Talking about the Great American Novel, by the way, I cannot understand how anyone not completely insane could ever think it was a good idea to set Moby Dick as high school reading. Large parts of the text are plotless meditations on whales, their history, biology and mythology, and the parts that are actually about moody Ahab and his Great White Whale nemesis are so heavy with intense Biblical references that the average page needs to be glossed five times. Your typical teenage reader is going to have jumped ship by page twenty. Moby Dick is the kind of book you need to come to on your own, and read it because you want to. If you do that, it's a delightful Victorian curiosity cabinet of a novel with some startlingly good writing hiding inside it. There's a scene where Melville's describing the ship setting light to excess bits of whale as it sails along in the dark: the ship is burning and it's making the sea burn and the whole thing looks like it just got thrown up from hell. It's an absolutely great description, and, like his hilarious cetology, totally unexpected.

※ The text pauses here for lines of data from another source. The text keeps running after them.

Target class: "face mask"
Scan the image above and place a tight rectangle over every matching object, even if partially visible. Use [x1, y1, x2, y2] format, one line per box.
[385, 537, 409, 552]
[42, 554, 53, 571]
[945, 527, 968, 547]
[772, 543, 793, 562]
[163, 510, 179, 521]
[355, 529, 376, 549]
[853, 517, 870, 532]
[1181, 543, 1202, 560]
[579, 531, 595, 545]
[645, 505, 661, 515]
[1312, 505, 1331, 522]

In fact, I'd have to say that I think Melville is the better writer of the two. Mieville has a cracker of a plot, and an exceptionally vivid writing style, but at the same time it feels a bit chaotic and unchained, all his mad descriptions and ideas pinwheeling about with not much focus. Melville handles delicate and serious just as well as he does crazy and bold, and as a result Moby Dick is less of an exhausting adrenalin rush and more of a stunning piece of artistry.
Both Kraken and Moby Dick are exciting and extremely fun - unexpectedly so in the case of Moby Dick. I'd certainly recommend them both, and I definitely enjoyed reading them, but even though I'd far and away prefer to hang out with Mieville the person, I think Moby Dick might just have the edge on its opponent in terms of sheer textual excellence.
RED: 4 stars
BLUE: 3.5 stars
AND SO RED WINS IT. I know, I was shocked too.